Ebola has a way of putting things in perspective.
Dr. Erin Browder’s anthropology class was interesting as always, punctuated on this day by a film about gorillas, lemurs, monkeys and chimpanzees as the narrator romped from South America to Africa to Asia.
At 9:15 a.m. one student begins stuffing his property into his backpack. Like the primates in the video, we all follow this behavior as Dr. Browder tries to get in a few last remarks. Everyone heads to the door, her voice fades, ear-buds are in, text messages start getting answered and the door opens.
That’s when the routine became the unthinkable.
Yellow barricade tape hit my waist and we were confronted by a pushy campus police officer ordering us back in the classroom.
A four-hour ordeal began.
I began reminiscing about lockdowns in elementary school, except that now it didn’t seem as exciting and adventurous and we didn’t get to sit Indian style under our desk.
My classmates begin peeking out the window. For the next 30 minutes we knew nothing. We sat patiently, making small talk and figuring out how many classes we were going to miss.
That same campus police officer that didn’t let us out earlier opened the door and began to brief Dr. Browder. All we saw from the window were hand gestures and a lot of nodding, but we could only assume that whatever they were saying was terribly important.
Around me I can see people gaping at their phones and muttering the word Ebola.
Dr. Browder returned to the classroom and told a wide-eyed, wide-mouthed audience of anxious college kids that a student a few doors down might have been exposed to a virus that has made headlines across the globe for its brutality against humanity. West Africa’s massive outbreak of Ebola may have somehow found its way to Southwestern College. Suddenly apathetic college hipsters around me stiffened and their ironic expressions turned to angst.
People begin looking up symptoms of the virus on their smartphones, palming their foreheads and massaging their throats. I hear questions like “Have you seen the movie ‘Contagion’ or how ’bout ‘Quarantine’?”

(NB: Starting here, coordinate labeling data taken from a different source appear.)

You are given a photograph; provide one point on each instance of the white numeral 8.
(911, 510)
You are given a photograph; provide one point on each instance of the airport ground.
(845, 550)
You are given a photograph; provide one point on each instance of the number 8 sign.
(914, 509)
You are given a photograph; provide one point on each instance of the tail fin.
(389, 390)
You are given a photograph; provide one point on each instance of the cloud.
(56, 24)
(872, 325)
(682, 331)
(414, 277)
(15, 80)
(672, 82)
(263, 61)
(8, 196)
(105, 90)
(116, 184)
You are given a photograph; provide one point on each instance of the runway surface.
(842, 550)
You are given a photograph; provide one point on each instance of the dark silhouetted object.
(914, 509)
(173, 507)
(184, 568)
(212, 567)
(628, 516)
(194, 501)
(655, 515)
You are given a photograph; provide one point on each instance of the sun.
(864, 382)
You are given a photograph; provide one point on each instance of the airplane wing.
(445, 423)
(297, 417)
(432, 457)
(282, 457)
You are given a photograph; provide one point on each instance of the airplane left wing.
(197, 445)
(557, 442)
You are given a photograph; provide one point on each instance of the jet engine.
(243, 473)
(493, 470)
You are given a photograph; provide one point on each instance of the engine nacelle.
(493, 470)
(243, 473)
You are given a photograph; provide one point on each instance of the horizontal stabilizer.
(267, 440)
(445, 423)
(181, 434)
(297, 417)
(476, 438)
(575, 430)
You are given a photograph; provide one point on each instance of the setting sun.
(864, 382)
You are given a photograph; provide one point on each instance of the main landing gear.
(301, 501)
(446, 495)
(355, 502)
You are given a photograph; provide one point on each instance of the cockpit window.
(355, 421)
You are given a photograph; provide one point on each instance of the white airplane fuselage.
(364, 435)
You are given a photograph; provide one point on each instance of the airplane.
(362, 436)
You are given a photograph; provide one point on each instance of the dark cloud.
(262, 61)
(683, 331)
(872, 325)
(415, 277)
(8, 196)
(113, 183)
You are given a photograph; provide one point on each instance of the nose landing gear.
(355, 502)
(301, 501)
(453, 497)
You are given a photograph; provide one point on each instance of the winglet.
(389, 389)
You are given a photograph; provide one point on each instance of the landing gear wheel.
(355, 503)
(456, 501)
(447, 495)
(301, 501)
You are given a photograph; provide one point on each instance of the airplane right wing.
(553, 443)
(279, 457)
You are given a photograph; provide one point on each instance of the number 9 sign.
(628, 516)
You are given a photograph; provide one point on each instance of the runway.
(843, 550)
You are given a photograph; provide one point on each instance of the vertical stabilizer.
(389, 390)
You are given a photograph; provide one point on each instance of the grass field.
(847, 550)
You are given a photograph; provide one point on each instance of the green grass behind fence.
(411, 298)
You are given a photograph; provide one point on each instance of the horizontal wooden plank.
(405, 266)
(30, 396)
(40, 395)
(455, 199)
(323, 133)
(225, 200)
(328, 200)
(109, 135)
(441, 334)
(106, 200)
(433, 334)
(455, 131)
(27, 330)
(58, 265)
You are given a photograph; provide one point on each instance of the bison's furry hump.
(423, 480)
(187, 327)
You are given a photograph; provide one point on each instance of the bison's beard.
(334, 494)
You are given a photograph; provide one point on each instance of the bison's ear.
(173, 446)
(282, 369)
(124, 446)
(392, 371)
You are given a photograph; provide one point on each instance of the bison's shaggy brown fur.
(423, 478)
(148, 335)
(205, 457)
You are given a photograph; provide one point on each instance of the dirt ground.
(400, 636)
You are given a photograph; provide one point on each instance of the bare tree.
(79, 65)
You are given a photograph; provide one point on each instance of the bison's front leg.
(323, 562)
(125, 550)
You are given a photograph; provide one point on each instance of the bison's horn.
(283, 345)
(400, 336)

Our professor stepped outside again in search of more information. Little by little we pieced together the story. A female student said she and her family flew on a plane close to someone who had been exposed to the virus. She had been absent from school for several days now and had been hospitalized. The story would evolve many times in the next four hours.
This student was now in our midst and we were to wait for the health department authorities to arrive.

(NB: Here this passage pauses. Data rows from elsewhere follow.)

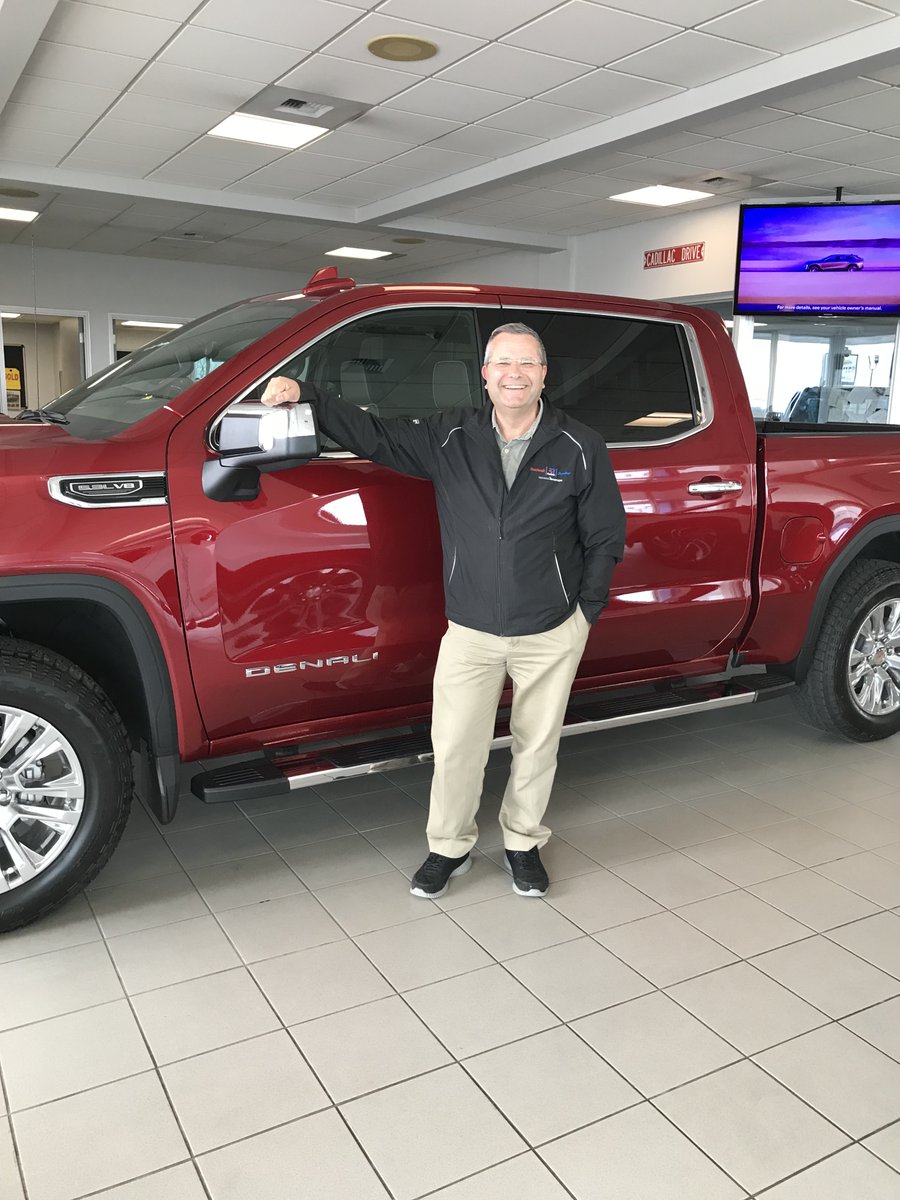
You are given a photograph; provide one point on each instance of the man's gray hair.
(516, 327)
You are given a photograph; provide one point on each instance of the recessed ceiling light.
(400, 48)
(354, 252)
(267, 132)
(17, 215)
(660, 196)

I was relieved to learn that we were allowed to step out to the nearest restrooms. Outside, broad-shouldered police officers lurked and a small group of students were fenced like cattle in a pen of yellow barricade tape. It was an eerie tableau. As I stared at the campus on the “free” side of the tape, I was told to go back inside.
Text messages and telephone calls from scared family members and friends got phones buzzing. The room echoed with phrases like “I’m okay mom” and “Yeah, we don’t really know what’s happening.”

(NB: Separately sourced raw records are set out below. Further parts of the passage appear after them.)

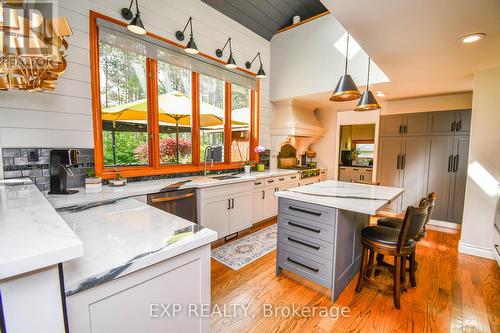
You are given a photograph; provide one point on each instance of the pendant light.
(191, 45)
(136, 26)
(346, 89)
(368, 101)
(231, 63)
(260, 73)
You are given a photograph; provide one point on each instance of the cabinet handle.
(304, 227)
(316, 247)
(304, 210)
(455, 163)
(302, 265)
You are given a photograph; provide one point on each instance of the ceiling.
(416, 43)
(265, 17)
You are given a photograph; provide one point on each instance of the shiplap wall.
(63, 118)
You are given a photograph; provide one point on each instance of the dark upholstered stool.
(396, 223)
(398, 243)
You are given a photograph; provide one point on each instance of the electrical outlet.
(33, 155)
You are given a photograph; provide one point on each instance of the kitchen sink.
(225, 177)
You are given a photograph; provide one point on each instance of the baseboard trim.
(474, 250)
(444, 224)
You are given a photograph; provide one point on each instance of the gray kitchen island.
(319, 229)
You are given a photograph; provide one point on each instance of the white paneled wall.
(63, 118)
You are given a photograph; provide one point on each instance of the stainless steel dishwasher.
(181, 203)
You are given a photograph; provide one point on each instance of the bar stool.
(396, 223)
(398, 243)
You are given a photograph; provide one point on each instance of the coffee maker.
(61, 162)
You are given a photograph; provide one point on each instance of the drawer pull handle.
(303, 210)
(316, 247)
(304, 227)
(302, 265)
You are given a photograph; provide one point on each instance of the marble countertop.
(155, 186)
(32, 234)
(361, 198)
(124, 237)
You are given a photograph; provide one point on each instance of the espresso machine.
(61, 162)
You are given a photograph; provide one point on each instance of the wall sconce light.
(136, 25)
(260, 73)
(191, 45)
(230, 61)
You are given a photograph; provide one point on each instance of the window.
(174, 114)
(240, 123)
(212, 117)
(123, 107)
(156, 109)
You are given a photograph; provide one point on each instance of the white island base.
(143, 301)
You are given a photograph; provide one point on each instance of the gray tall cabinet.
(426, 152)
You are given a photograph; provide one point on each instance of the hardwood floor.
(455, 293)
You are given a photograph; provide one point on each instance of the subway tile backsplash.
(16, 163)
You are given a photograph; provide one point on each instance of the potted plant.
(92, 183)
(119, 180)
(248, 166)
(260, 150)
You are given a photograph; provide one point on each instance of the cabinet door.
(388, 169)
(440, 172)
(258, 205)
(215, 215)
(240, 215)
(344, 175)
(391, 125)
(414, 170)
(457, 188)
(270, 202)
(416, 124)
(442, 122)
(463, 120)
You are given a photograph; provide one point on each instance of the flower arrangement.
(260, 150)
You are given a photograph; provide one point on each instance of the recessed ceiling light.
(472, 37)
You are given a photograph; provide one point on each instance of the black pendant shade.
(368, 101)
(261, 74)
(136, 26)
(346, 90)
(191, 45)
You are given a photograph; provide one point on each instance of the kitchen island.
(319, 229)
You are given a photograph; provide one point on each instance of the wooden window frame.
(155, 167)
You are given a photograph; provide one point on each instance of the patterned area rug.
(243, 251)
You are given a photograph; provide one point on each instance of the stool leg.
(397, 282)
(370, 264)
(413, 268)
(362, 269)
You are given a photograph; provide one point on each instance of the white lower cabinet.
(226, 209)
(135, 302)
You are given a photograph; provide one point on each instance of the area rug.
(243, 251)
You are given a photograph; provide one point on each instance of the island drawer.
(311, 267)
(308, 211)
(307, 227)
(305, 243)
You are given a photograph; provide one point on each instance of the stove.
(306, 171)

It was getting close to lunchtime. Cereal and coffee had lost their effect, and people seemed to be more preoccupied about food than the possibly-deadly virus a couple classrooms away.
We were brought funny-tasting water and an array of meaty sandwiches. Unfortunately, there were no vegan/vegetarian or kosher options available for those with more particular dietary habits.
I’m not sure if it was the food or the force bonding in a closed space, but students and staff began to relax. It was past noon and many people had given up on their class and work schedules.
Authorities had informed us that they were waiting for a report from the Center of Disease Control and the San Diego County Health Department.
Meanwhile, the female student’s story was evolving. We were told Ebola had never been on campus. Everyone was annoyed, but relieved.
Around 1 p.m. we signed a piece of notebook paper along with our phone numbers and student ID numbers.
When the yellow tape came down I saw officials giving statements to the media, saying all the right things. I saw other students trying to get into camera shots, others just standing around not knowing how to carry through their day. I saw confusion. Our campus looked better than usual, particularly on the other side of the tape.